Concrètement, du 2 au 16 février 2015, les internautes ont pu poster leurs messages sur le site de l’Assemblée nationale, dans une rubrique dédiée. Les citoyens étaient invités à réagir sur les onze articles de la proposition de loi n°2512, en respectant une charte de modération. Au total, 11.922 contributions ont été publiées. Un «succès» pour l'Assemblée nationale qui salue le sérieux des contributeurs

Les auteurs de la loi ont lu les contributions des internautes

Les messages des internautes ont alimenté la réflexion de Jean Leonetti et Alain Claeys. «Les contributions ont été répertoriées, classées, synthétisées et transmises aux deux rapporteurs qui les ont exploitées. Leur rapport comporte de nombreuses références aux questions et observations des internautes et y apporte des éléments de réponses», explique le webmestre du site de l’Assemblée nationale.
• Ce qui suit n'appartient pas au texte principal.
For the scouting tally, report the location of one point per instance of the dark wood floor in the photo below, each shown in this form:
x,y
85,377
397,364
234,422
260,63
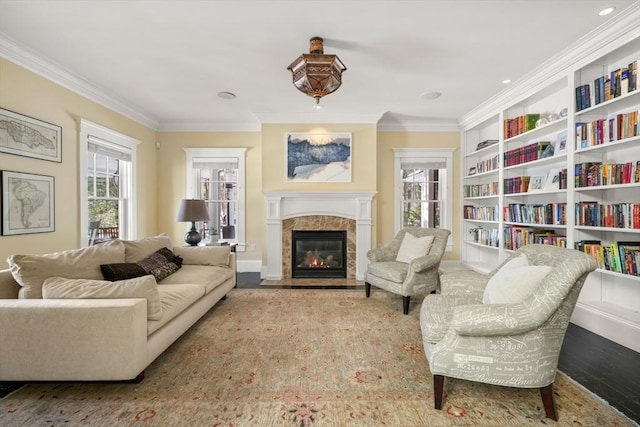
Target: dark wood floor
x,y
607,369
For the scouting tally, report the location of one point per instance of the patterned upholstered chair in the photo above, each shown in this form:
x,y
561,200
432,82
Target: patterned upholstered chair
x,y
399,269
502,341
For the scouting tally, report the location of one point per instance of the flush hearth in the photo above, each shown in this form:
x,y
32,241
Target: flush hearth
x,y
318,254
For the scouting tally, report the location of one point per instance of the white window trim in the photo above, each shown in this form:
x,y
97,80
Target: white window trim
x,y
121,142
192,191
416,155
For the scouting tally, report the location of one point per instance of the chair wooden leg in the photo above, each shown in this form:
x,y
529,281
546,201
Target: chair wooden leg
x,y
438,389
405,304
547,400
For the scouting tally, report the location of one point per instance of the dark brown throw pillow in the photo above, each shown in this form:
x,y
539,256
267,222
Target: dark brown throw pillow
x,y
160,264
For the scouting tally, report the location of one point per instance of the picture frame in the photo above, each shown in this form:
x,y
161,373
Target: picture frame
x,y
561,144
28,203
29,137
319,157
553,179
536,183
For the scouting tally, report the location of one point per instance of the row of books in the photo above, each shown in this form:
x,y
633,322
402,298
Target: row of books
x,y
527,153
592,174
487,236
620,257
487,165
615,128
480,190
521,124
515,237
485,213
609,86
518,184
615,215
547,214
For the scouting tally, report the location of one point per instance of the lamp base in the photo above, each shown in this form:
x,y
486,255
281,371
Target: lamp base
x,y
192,237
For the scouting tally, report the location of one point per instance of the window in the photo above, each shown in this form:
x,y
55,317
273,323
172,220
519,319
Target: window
x,y
216,175
423,188
107,171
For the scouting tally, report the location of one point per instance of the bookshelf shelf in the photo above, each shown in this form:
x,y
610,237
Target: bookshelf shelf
x,y
606,294
607,229
531,225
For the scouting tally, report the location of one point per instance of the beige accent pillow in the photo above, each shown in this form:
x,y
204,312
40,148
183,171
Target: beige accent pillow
x,y
31,270
414,247
140,287
204,255
514,282
137,250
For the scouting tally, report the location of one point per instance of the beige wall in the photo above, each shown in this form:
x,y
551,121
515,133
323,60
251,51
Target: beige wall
x,y
26,93
161,179
387,141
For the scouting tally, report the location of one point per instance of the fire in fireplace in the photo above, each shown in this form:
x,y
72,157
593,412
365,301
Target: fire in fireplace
x,y
319,253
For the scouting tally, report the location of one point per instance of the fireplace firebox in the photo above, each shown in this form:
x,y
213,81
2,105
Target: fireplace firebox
x,y
318,254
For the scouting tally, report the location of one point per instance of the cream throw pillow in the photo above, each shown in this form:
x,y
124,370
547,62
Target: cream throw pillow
x,y
137,250
31,270
414,247
204,255
514,282
140,287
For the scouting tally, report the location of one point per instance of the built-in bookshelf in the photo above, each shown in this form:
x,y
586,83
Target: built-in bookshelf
x,y
558,162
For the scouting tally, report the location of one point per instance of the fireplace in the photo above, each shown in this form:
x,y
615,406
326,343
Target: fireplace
x,y
319,253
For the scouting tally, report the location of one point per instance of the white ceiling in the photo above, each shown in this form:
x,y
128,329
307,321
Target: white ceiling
x,y
163,62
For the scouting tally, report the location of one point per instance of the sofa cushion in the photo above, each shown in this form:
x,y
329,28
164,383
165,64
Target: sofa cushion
x,y
174,299
160,264
414,247
30,271
392,271
208,276
137,250
140,287
204,255
514,282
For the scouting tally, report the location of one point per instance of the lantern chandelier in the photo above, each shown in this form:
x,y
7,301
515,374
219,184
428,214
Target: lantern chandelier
x,y
315,73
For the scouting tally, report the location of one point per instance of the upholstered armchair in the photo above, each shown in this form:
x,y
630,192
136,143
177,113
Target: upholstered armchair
x,y
507,328
408,265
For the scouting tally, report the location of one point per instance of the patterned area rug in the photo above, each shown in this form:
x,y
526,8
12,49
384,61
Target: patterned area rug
x,y
299,358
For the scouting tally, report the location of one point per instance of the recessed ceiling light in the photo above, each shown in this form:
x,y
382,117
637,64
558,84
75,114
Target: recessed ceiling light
x,y
606,11
226,95
431,95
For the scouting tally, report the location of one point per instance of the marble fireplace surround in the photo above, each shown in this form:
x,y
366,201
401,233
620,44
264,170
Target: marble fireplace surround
x,y
283,206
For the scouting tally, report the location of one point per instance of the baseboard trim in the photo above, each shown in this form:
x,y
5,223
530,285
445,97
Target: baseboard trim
x,y
608,326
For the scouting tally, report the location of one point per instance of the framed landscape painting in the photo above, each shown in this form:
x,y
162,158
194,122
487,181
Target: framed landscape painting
x,y
28,204
319,157
26,136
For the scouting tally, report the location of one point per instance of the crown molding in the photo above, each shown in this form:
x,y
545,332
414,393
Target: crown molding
x,y
618,31
27,58
211,127
427,125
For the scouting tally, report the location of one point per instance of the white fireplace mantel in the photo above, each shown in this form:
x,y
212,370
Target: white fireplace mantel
x,y
284,205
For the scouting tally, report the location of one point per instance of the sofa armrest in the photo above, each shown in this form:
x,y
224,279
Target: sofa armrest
x,y
74,339
493,320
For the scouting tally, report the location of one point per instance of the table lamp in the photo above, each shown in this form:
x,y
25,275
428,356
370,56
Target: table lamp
x,y
192,210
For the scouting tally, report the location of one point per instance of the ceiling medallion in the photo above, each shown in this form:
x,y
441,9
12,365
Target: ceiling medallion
x,y
315,73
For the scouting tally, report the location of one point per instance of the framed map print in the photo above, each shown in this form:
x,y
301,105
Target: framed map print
x,y
28,204
26,136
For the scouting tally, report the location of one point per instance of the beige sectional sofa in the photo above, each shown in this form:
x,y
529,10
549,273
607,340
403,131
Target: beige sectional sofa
x,y
60,320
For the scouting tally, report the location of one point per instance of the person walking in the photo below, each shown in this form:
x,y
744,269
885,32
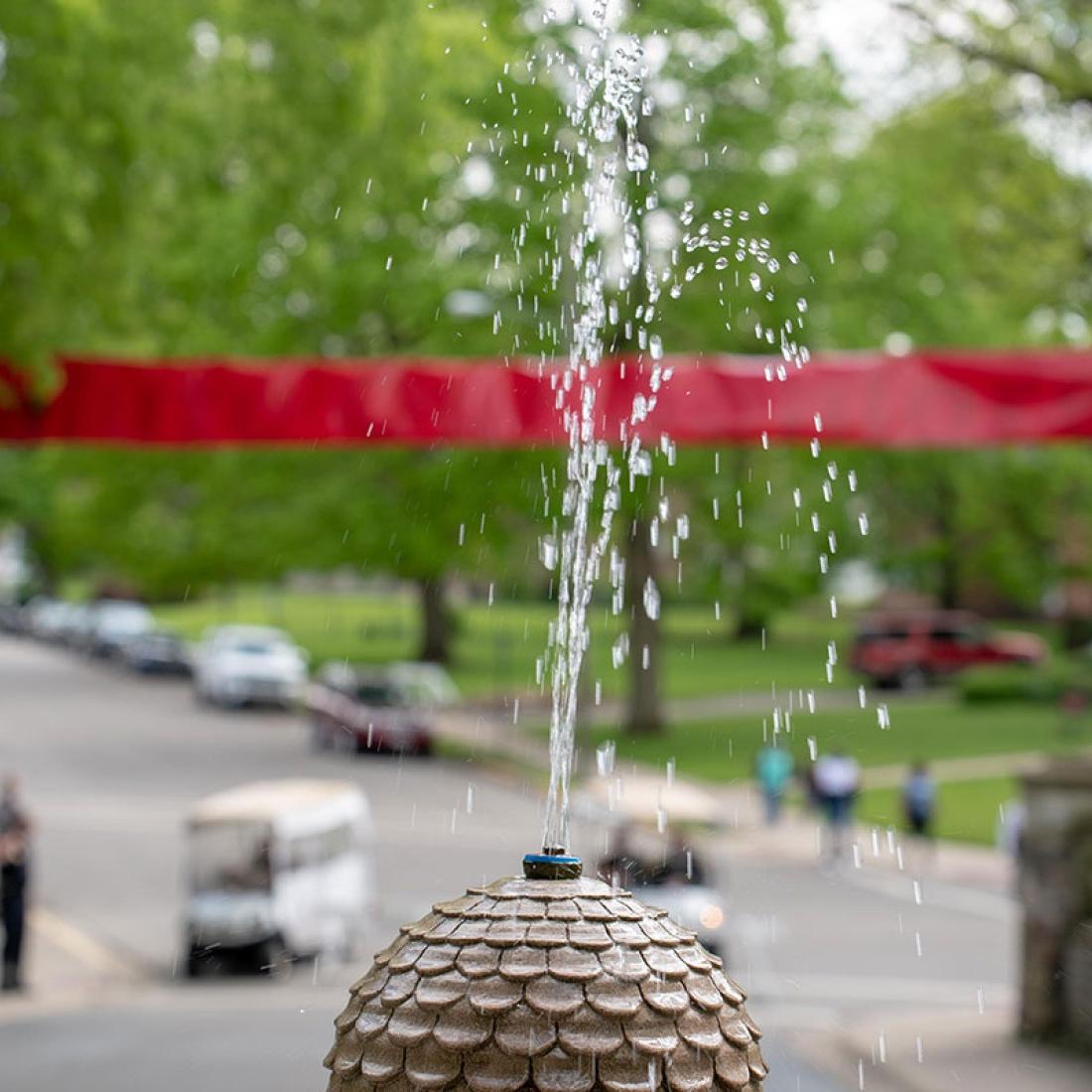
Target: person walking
x,y
14,841
838,781
919,800
773,766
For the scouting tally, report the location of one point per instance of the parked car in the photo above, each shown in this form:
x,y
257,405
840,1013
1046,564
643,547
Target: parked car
x,y
157,652
238,665
912,650
358,710
277,871
111,623
47,619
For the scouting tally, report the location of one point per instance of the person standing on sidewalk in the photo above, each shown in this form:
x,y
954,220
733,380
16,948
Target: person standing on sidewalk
x,y
919,800
838,781
773,766
14,840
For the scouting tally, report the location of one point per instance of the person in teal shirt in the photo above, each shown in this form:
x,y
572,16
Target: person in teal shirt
x,y
774,768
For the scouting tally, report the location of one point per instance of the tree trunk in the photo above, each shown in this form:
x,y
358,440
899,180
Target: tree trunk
x,y
644,714
435,622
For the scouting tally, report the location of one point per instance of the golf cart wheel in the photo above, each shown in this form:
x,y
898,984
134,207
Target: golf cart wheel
x,y
205,963
274,959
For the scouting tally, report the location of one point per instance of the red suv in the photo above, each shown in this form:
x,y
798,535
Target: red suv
x,y
910,650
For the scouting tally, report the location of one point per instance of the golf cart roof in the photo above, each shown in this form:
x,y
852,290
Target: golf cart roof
x,y
269,800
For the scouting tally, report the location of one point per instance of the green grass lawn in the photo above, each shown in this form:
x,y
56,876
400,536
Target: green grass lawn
x,y
967,810
497,645
932,728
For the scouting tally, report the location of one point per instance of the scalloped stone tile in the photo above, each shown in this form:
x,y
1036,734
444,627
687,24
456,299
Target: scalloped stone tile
x,y
371,1020
460,906
664,961
628,934
556,1071
594,909
383,957
425,925
406,957
729,990
429,1067
689,1070
477,961
626,1071
665,996
521,964
590,935
734,1027
505,932
587,1032
700,1028
695,957
531,909
493,996
443,929
460,1027
480,908
399,987
623,908
436,959
371,984
521,1030
612,997
651,1033
410,1024
732,1068
440,992
756,1062
655,931
553,997
703,993
547,934
564,909
488,1070
572,964
624,963
751,1024
470,930
347,1016
381,1061
348,1052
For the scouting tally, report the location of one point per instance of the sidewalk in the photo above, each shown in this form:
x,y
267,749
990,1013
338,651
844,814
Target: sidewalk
x,y
930,1051
66,969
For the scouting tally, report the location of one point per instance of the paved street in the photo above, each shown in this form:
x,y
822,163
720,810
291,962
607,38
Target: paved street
x,y
110,763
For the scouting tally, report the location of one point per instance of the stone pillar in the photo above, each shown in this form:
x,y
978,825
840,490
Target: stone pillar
x,y
1056,892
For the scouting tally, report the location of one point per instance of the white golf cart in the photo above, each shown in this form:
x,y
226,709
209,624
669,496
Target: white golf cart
x,y
277,871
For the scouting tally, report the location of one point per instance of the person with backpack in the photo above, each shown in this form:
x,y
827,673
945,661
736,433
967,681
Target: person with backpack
x,y
14,843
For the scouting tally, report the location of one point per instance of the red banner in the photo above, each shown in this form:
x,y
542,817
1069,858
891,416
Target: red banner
x,y
931,399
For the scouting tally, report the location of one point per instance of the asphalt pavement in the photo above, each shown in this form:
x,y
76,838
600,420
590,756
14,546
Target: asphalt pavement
x,y
110,762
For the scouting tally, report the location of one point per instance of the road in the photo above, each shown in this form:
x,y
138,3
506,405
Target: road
x,y
110,763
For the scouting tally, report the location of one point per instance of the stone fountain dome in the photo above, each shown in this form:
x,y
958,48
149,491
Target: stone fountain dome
x,y
559,985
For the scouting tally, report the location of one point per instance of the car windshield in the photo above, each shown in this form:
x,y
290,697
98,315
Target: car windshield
x,y
230,856
375,694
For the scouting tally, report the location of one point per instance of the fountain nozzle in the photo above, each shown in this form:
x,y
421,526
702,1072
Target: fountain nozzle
x,y
552,864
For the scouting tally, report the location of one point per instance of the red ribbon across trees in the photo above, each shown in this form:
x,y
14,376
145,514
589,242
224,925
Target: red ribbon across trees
x,y
929,399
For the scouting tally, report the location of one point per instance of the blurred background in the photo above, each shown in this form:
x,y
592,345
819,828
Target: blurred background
x,y
340,179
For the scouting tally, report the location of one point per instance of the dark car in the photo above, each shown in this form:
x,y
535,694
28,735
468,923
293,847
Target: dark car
x,y
157,652
366,711
912,650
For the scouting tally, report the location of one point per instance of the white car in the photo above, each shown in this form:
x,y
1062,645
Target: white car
x,y
113,623
238,665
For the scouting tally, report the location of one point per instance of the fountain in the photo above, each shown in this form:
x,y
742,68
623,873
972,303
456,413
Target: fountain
x,y
549,982
553,981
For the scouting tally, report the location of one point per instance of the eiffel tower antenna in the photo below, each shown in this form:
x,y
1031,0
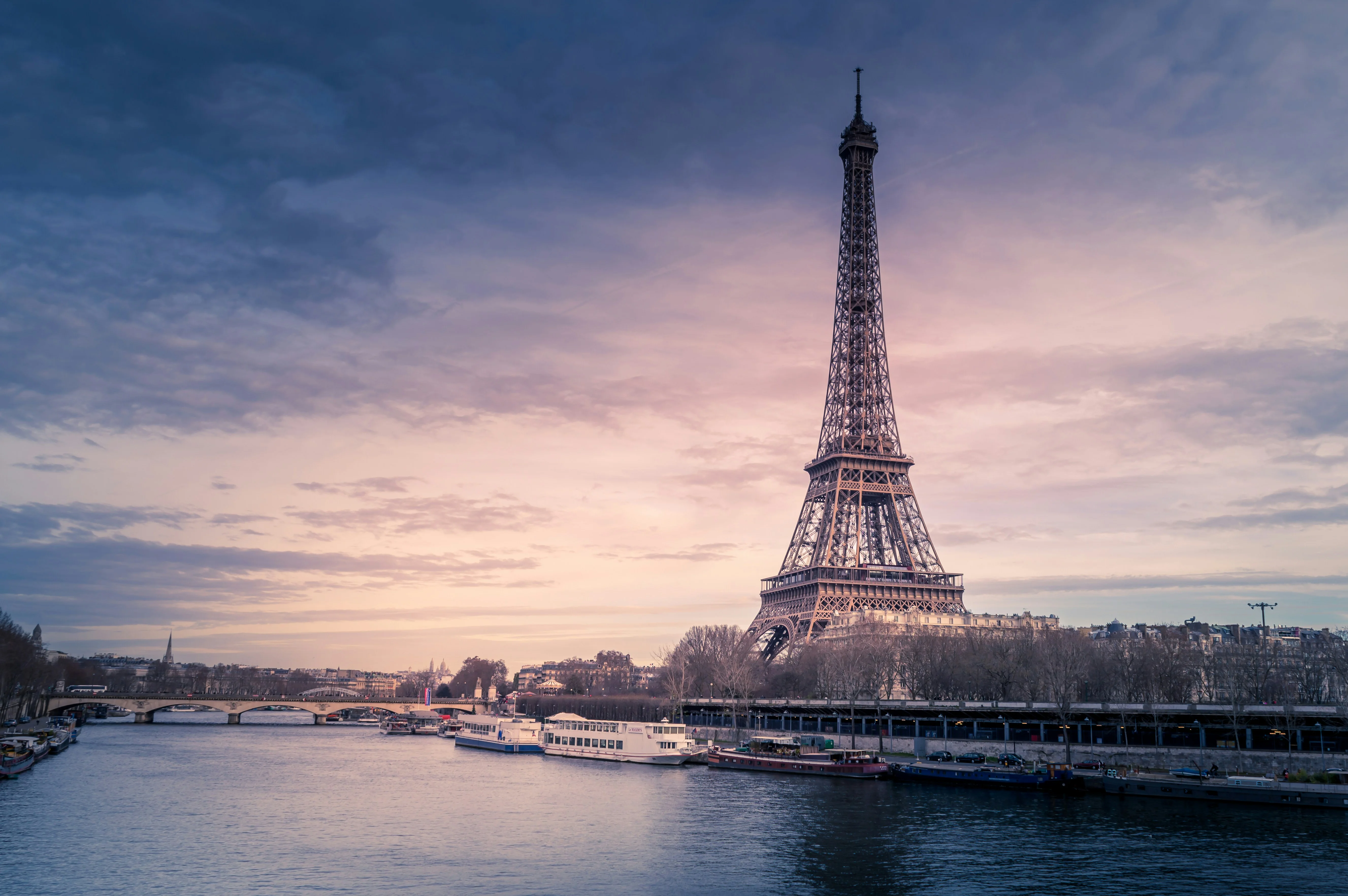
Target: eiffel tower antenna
x,y
860,541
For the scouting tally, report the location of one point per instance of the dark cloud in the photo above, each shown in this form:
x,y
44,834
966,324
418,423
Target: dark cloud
x,y
443,514
1287,507
361,487
1288,382
1334,515
166,265
127,581
51,464
981,534
30,523
695,554
238,519
1125,584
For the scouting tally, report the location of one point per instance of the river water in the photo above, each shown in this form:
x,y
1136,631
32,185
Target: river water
x,y
277,806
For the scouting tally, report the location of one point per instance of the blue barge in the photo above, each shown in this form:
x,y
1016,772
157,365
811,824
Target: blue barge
x,y
1056,777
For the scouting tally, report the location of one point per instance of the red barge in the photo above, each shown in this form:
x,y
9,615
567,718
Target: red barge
x,y
784,755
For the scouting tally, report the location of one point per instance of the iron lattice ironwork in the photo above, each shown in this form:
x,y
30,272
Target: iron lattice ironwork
x,y
860,542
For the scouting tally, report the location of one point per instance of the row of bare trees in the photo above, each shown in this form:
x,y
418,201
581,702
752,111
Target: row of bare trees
x,y
1060,666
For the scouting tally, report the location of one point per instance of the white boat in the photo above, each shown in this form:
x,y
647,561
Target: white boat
x,y
502,734
37,746
647,743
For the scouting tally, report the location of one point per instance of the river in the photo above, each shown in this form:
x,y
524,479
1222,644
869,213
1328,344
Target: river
x,y
275,806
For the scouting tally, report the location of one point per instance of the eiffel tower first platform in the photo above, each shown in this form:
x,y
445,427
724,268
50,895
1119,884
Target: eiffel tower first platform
x,y
860,542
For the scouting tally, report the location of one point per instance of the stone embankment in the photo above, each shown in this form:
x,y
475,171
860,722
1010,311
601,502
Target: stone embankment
x,y
1227,760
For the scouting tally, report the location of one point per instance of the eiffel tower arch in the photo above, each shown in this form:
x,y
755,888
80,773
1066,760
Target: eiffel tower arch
x,y
860,541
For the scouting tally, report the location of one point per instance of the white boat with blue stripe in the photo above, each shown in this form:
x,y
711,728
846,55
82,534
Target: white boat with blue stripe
x,y
502,734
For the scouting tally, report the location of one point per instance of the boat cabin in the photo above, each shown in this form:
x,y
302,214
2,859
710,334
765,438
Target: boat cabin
x,y
852,756
776,746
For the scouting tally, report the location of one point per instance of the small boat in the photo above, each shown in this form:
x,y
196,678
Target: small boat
x,y
14,760
785,755
38,747
57,739
502,734
396,724
1055,777
645,743
416,723
1235,789
69,725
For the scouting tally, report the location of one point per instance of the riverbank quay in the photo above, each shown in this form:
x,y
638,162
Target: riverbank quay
x,y
1256,739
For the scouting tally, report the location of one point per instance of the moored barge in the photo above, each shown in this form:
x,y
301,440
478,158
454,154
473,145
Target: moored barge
x,y
784,755
1237,789
1055,777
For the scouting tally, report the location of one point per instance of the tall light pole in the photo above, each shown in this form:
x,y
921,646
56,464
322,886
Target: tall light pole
x,y
1262,607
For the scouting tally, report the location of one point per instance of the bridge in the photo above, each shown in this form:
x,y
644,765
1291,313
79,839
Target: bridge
x,y
146,705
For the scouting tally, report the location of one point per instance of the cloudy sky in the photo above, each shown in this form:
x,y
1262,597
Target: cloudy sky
x,y
365,335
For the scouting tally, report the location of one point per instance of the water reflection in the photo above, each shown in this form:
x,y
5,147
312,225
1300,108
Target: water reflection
x,y
280,805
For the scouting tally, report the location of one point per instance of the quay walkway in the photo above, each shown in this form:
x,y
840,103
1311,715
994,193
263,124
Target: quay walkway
x,y
1210,727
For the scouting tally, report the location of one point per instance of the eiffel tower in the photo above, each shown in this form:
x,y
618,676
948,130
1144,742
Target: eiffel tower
x,y
860,542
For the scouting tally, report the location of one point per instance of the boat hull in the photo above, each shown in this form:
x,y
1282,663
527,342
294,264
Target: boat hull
x,y
951,775
614,756
13,769
501,747
1215,791
794,766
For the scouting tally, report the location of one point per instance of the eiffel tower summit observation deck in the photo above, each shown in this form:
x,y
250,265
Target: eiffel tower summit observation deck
x,y
860,542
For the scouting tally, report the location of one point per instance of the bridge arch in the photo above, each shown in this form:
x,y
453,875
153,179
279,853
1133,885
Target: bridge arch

Un dispositif utile au «travail d’exigence» du législateur

Pour Alain Claeys, ce dispositif est certes perfectible, mais déjà très utile. «Toutes ces contributions vont dans le bon sens. Elles nous ont permis de prendre conscience que certains mots pouvaient être mal compris, et nous avons pu préciser nos explications». Le député-maire de Poitiers espère que ces consultations citoyennes vont être généralisées car elle contribue au «travail d’exigence» du législateur qui doit veiller à «bien se faire comprendre».

«Je souhaite qu’à l’avenir la consultation puisse être accompagnée d’explications et de rencontres entre spécialistes et citoyens, afin que ces derniers aient accès à plus d’information et de mise en contexte. Par exemple, la formule «sédation profonde et continue» méritait d’être accompagnée de données précises», explique-t-il.

>> Retrouvez notre dossier sur la fin de vie

 

Vers une généralisation des consultations citoyennes ?

Du côté de l’Assemblée nationale, le bilan est positif. Avant de renouveler un tel projet, «il faudra tirer les enseignements de cette consultation pilote et sans doute améliorer le dispositif», conclut le webmestre.

Dommage que l'on n'ait pas plus d'informations, notamment sur les profils démographiques des contributeurs. On peut également regretter l'ouverture tardive de cette consultation, qui intervient plus de deux ans après les premiers débats citoyens organisés sur la fin de vie.